= Blankiet Estate =

Winery in California, United States

Blankiet Estate is a California wine estate owned by Claude and Katherine Blankiet. Located in the foothills of the Mayacamas Mountains in the Napa Valley, the estate produces a portfolio of wines from their Paradise Hills Vineyard. The tasting room is located in the Renaissance period Castello that was built by a team of regional and international artisans.

Blankiet Estate

== History ==
The winery was created in 1996 on 46 acres ranging over several volcanic hills above the town of Yountville with the goal of producing wines of First Growth quality. In the 1990s, the best California wines became known as "cult wines" and a prominent winemaker making such wines was Helen Turley. She believed the Paradise Hills Vineyard had the potential to produce world-class wines and accepted the position as Blankiet Estate's winemaker. Wine critics Stephen Tanzer, Simon Woods, Robert M. Parker Jr. and Antonio Galloni validated her assessment. Tanzer listed Blankiet along with Harlan, Bond and Screaming Eagle as one of Napa’s most spectacular wines, "Simon Woods ranks California's cult Cabernets" listed Blankiet as a "First Growth wine" and Robert Parker stated in his Wine Buying Guide “The goal to produce world-class wines at Blankiet Estate has been accomplished, combining the extraordinary power of the site with unbelievable elegance and definition”.

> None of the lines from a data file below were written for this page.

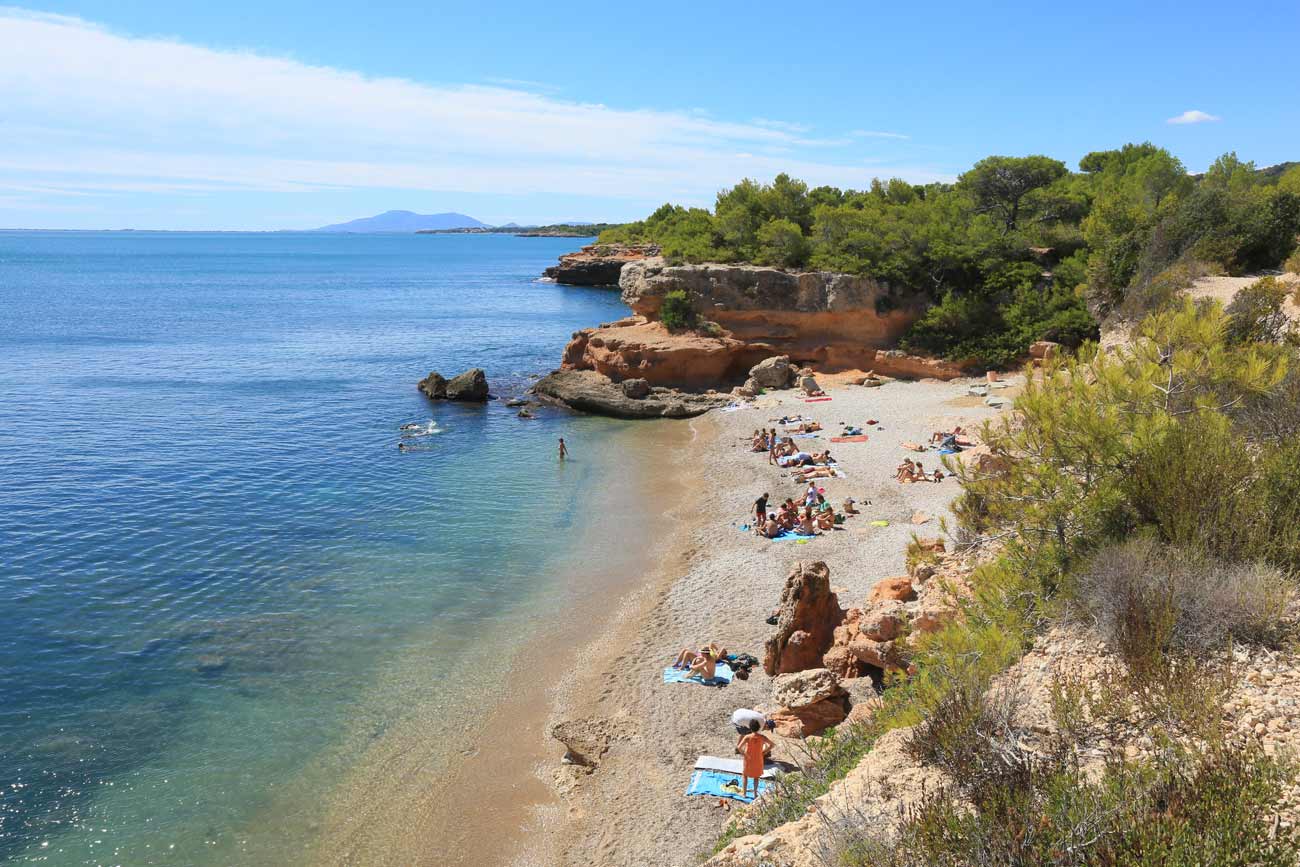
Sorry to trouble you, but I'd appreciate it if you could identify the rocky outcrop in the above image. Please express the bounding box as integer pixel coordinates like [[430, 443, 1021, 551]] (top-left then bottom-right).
[[542, 244, 659, 286], [447, 368, 488, 403], [768, 668, 849, 737], [562, 257, 963, 394], [560, 317, 771, 389], [745, 355, 800, 391], [619, 259, 927, 370], [416, 368, 488, 403], [415, 370, 447, 400], [763, 563, 844, 677], [533, 370, 731, 419]]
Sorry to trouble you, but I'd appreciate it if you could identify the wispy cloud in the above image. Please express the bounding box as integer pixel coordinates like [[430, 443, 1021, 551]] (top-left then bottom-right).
[[0, 8, 944, 223], [849, 130, 911, 140], [1165, 108, 1223, 123]]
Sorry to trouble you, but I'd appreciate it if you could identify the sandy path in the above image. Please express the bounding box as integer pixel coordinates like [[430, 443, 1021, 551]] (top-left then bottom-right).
[[516, 380, 1014, 867]]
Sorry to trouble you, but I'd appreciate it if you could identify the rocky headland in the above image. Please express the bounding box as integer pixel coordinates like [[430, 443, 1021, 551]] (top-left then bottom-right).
[[542, 244, 659, 286], [536, 256, 963, 419]]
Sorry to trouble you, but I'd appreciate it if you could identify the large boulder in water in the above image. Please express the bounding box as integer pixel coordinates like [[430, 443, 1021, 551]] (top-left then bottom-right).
[[533, 370, 731, 419], [416, 370, 447, 400], [749, 355, 797, 389], [447, 368, 488, 403]]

David Abreu, a well-known viticulturist, was hired to develop the land, which Claude Blankiet described as a “puzzle of microclimates and terroirs”. The Paradise Hills Vineyards are divided by sub-faults of the West Napa seismic line. Cabernet Sauvignon was planted on the north side of the fault in layers of volcanic ash over a deeply-fractured Andesite rock base. The south side of the fault is composed of eroded Basalt covered with iron-rich red clay. Cabernet Franc and Petit Verdot were planted on gravelly-clay alluvial soils in the coolest part of the dividing canyon. Geologists David Howell, Ph.D., author of The Winemaker's Dance: Exploring Terroir in the Napa Valley, Sarah Lewis MacDonald, Ph.D., owner of Envision Geo and Dr. Walter J. Fitz, Ph.D., from the University of Natural Resources and Life Science in Vienna, Austria, were instrumental in demonstrating the unique geological complexity of the estate. The winery, connected to a deep underground network of caves, was designed by renowned architect John Lail.

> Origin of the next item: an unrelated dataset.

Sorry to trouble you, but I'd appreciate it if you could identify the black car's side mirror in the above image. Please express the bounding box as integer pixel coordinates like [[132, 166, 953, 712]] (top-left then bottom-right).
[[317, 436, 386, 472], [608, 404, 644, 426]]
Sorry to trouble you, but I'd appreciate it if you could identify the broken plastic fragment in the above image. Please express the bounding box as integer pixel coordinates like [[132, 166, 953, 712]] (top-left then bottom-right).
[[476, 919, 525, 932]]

In 2006, Blankiet became a forerunner in the fight against wine counterfeiting.

== Wine Production ==
Blankiet Estate produces annually about 1000 cases of flagship wines under three labels. "Blankiet Estate Proprietary Red", a bordeaux blend of Cabernet Sauvignon, Cabernet Franc, Merlot and Petit Verdot. Mythicvs, a pure Cabernet Sauvignon, ten times recipient of a 100-point rating and selected by TastingBook.com as the 3rd best Red wine in the world. Rive Droite, the highest New World-rated Pomerol blend of Merlot and Cabernet Franc. They also produce about 750 cases of “Prince of Hearts Red Wine,” classified by Robert Parker’s Wine Advocate as a “Napa Valley Super-Second”.